Finally, we will also assume that the AI does not possess the ability to manually rewire the human brain to change what a human values. In other words, the ability for the AI to manipulate another person's values is limited by what we as humans are capable of today. Given all this, is there any concern we should have about making this AI; would it succeed in being a friendly AI?
AAaiiiieee!
Can you please think about the emphasised phrase by yourself for 5 minutes (as measured by a physical clock)?
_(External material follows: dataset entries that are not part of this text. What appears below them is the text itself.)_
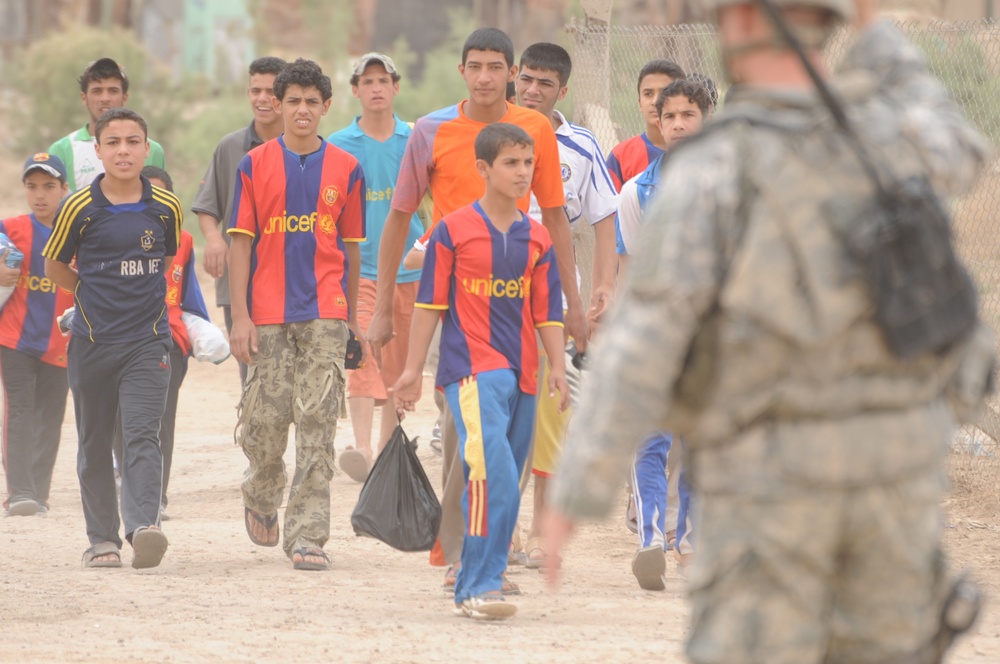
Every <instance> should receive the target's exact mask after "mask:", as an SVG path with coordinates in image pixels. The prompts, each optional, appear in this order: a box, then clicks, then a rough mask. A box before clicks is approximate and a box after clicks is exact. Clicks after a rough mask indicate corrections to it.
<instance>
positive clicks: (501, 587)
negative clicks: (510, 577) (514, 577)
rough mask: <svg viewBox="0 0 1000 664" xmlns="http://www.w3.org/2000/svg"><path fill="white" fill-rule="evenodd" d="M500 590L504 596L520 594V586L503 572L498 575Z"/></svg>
mask: <svg viewBox="0 0 1000 664" xmlns="http://www.w3.org/2000/svg"><path fill="white" fill-rule="evenodd" d="M500 592H501V593H503V594H504V595H505V596H509V595H520V594H521V586H519V585H517V584H516V583H514V582H513V581H511V580H510V579H508V578H507V575H506V574H504V575H503V576H501V577H500Z"/></svg>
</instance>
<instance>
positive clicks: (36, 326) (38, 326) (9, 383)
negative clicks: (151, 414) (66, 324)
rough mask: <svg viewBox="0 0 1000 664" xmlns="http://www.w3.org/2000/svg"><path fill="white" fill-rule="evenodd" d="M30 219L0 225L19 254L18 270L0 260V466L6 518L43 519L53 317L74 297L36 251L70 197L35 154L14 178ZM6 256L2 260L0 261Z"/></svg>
mask: <svg viewBox="0 0 1000 664" xmlns="http://www.w3.org/2000/svg"><path fill="white" fill-rule="evenodd" d="M21 180H22V181H23V183H24V188H25V193H26V194H27V198H28V207H30V208H31V214H25V215H21V216H19V217H12V218H10V219H4V220H3V221H0V233H5V234H6V235H7V237H8V238H10V240H11V243H12V244H13V245H14V246H15V247H17V248H18V249H19V250H20V251H22V252H23V253H24V259H23V260H22V262H21V266H20V268H11V267H7V264H6V262H5V261H3V260H0V286H14V291H13V293H11V295H10V299H8V300H7V302H6V304H4V305H3V310H2V311H0V373H2V375H3V391H4V401H5V406H6V420H7V422H6V425H7V426H6V435H5V436H4V439H3V465H4V469H5V471H6V474H7V500H5V501H4V507H5V508H6V512H5V514H6V515H7V516H31V515H34V514H38V513H43V514H44V513H45V512H47V511H48V507H49V503H48V500H49V487H50V486H51V484H52V469H53V467H54V466H55V463H56V454H57V452H58V451H59V434H60V430H61V429H62V421H63V416H64V415H65V413H66V394H67V392H68V391H69V385H68V382H67V379H66V344H67V339H66V337H64V336H63V335H62V333H61V332H60V331H59V324H58V322H57V321H56V319H57V318H58V317H59V316H60V315H61V314H62V313H63V312H64V311H66V309H69V308H70V307H72V306H73V294H72V293H70V292H69V291H68V290H65V289H63V288H59V287H58V286H57V285H56V284H55V282H53V281H52V280H51V279H49V278H48V277H46V276H45V259H44V258H42V249H43V248H44V247H45V243H46V242H48V240H49V236H51V235H52V222H53V221H54V220H55V216H56V210H57V209H58V208H59V201H60V200H62V198H63V196H65V195H66V194H67V193H69V187H68V186H67V184H66V167H65V165H63V163H62V160H60V159H59V157H56V156H55V155H50V154H48V153H46V152H39V153H38V154H36V155H34V156H33V157H31V158H30V159H28V161H27V162H26V163H25V165H24V173H23V175H22V176H21ZM0 258H6V254H4V255H0Z"/></svg>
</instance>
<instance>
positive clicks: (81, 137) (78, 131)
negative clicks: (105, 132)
mask: <svg viewBox="0 0 1000 664" xmlns="http://www.w3.org/2000/svg"><path fill="white" fill-rule="evenodd" d="M73 140H74V141H92V140H94V137H93V136H91V135H90V130H88V129H87V125H83V126H82V127H80V129H78V130H77V131H76V133H74V134H73Z"/></svg>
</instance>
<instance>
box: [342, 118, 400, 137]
mask: <svg viewBox="0 0 1000 664" xmlns="http://www.w3.org/2000/svg"><path fill="white" fill-rule="evenodd" d="M360 119H361V116H360V115H355V116H354V121H353V122H351V124H349V125H348V126H347V131H346V133H347V135H348V136H350V137H351V138H364V137H365V136H367V134H366V133H365V132H364V130H363V129H361V125H359V124H358V120H360ZM392 119H393V120H395V121H396V126H395V128H394V129H393V133H394V134H395V135H396V136H404V137H405V136H409V135H410V125H408V124H406V123H405V122H403V121H402V120H400V119H399V116H398V115H396V114H395V113H393V114H392Z"/></svg>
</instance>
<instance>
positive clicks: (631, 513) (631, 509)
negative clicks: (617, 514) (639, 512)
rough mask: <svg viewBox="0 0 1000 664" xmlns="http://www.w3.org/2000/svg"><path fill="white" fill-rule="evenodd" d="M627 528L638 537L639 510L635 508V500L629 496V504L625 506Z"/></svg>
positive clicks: (625, 505) (638, 524) (625, 520)
mask: <svg viewBox="0 0 1000 664" xmlns="http://www.w3.org/2000/svg"><path fill="white" fill-rule="evenodd" d="M625 527H626V528H628V529H629V530H630V531H632V532H633V533H635V534H636V535H638V534H639V515H638V509H637V508H636V506H635V500H634V499H633V498H632V497H631V496H629V499H628V503H627V504H626V505H625Z"/></svg>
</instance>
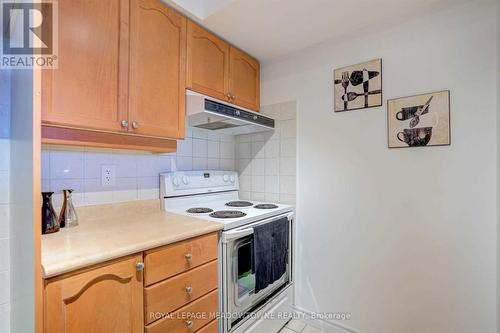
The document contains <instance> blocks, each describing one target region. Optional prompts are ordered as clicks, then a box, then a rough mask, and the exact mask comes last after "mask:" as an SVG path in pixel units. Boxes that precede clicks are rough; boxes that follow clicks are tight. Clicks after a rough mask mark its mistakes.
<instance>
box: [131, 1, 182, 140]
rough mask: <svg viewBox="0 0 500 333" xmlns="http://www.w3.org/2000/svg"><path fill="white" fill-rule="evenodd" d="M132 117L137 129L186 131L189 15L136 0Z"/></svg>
mask: <svg viewBox="0 0 500 333" xmlns="http://www.w3.org/2000/svg"><path fill="white" fill-rule="evenodd" d="M130 12H131V25H130V33H131V36H130V85H129V91H130V94H129V123H130V125H131V131H132V132H133V133H136V134H141V135H148V136H159V137H168V138H183V137H184V126H185V124H184V121H185V87H186V18H185V17H183V16H181V15H180V14H178V13H177V12H175V11H173V10H171V9H170V8H168V7H166V6H165V5H163V4H162V3H161V2H160V1H159V0H131V8H130Z"/></svg>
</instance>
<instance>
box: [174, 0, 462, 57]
mask: <svg viewBox="0 0 500 333" xmlns="http://www.w3.org/2000/svg"><path fill="white" fill-rule="evenodd" d="M164 1H165V2H167V3H169V4H171V5H174V6H175V7H177V8H178V9H180V10H181V11H183V12H184V13H185V14H187V15H188V16H190V17H191V18H193V19H194V20H196V21H198V22H200V23H201V24H202V25H203V26H205V27H206V28H208V29H209V30H212V31H213V32H215V33H216V34H218V35H220V36H222V37H223V38H224V39H226V40H227V41H229V42H230V43H232V44H234V45H236V46H238V47H239V48H241V49H243V50H245V51H246V52H248V53H250V54H252V55H253V56H255V57H256V58H258V59H259V60H261V61H269V60H271V59H274V58H276V57H280V56H283V55H286V54H288V53H292V52H295V51H298V50H301V49H304V48H306V47H308V46H311V45H314V44H318V43H321V42H324V41H327V40H334V39H337V38H342V37H346V36H348V35H350V34H353V33H356V32H357V31H360V30H364V29H371V28H372V29H374V30H375V29H380V28H381V27H382V26H387V25H390V24H402V23H404V22H405V21H406V20H409V19H412V18H414V17H417V16H420V15H424V14H428V13H432V12H433V11H436V10H441V9H443V8H446V7H447V6H452V5H457V4H459V3H463V2H466V1H467V0H350V1H346V0H307V1H304V0H164Z"/></svg>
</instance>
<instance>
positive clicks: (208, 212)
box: [186, 207, 214, 214]
mask: <svg viewBox="0 0 500 333" xmlns="http://www.w3.org/2000/svg"><path fill="white" fill-rule="evenodd" d="M213 211H214V210H213V209H210V208H204V207H196V208H189V209H188V210H186V212H188V213H191V214H204V213H211V212H213Z"/></svg>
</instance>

That was approximately my reaction. Considering how easy it is to influence humans, it would be a nontrivial task to avoid unintentionally changing those values. I suspect that a significantly subhuman AI could change human values. One might argue that by increasing and redistributing wealth and improving medical care, our expert systems today are changing human value unintentionally. Google ads, which are automated and "learn" what the user likes, are specifically tailored to influence us, and do a remarkable job considering the relative simplicity of the algorithms used.
I put "trivial" in quotes because there are obviously some exceptionally large technical achievements that would still need to occur to get here, but suppose we had an AI with a utilitarian utility function of maximizing subjective human well-being (meaning, well-being is not something as simple as physical sensation of "pleasure" and depends on the mental facts of each person) and let us also assume the AI can model this "well" (lets say at least as well as the best of us can deduce the values of another person for their well-being). Finally, we will also assume that the AI does not possess the ability to manually rewire the human brain to change what a human values. In other words, the ability for the AI to manipulate another person's values is limited by what we as humans are capable of today. Given all this, is there any concern we should have about making this AI; would it succeed in being a friendly AI?
One argument I can imagine for why this fails friendly AI is the AI would wire people up to virtual reality machines. However, I don't think that works very well, because a person (except Cypher from the Matrix) wouldn't appreciate being wired into a virtual reality machine and having their autonomy forcefully removed. This means the action does not succeed in maximizing their well-being.
But I am curious to hear what arguments exist for why such an AI might still fail as a friendly AI.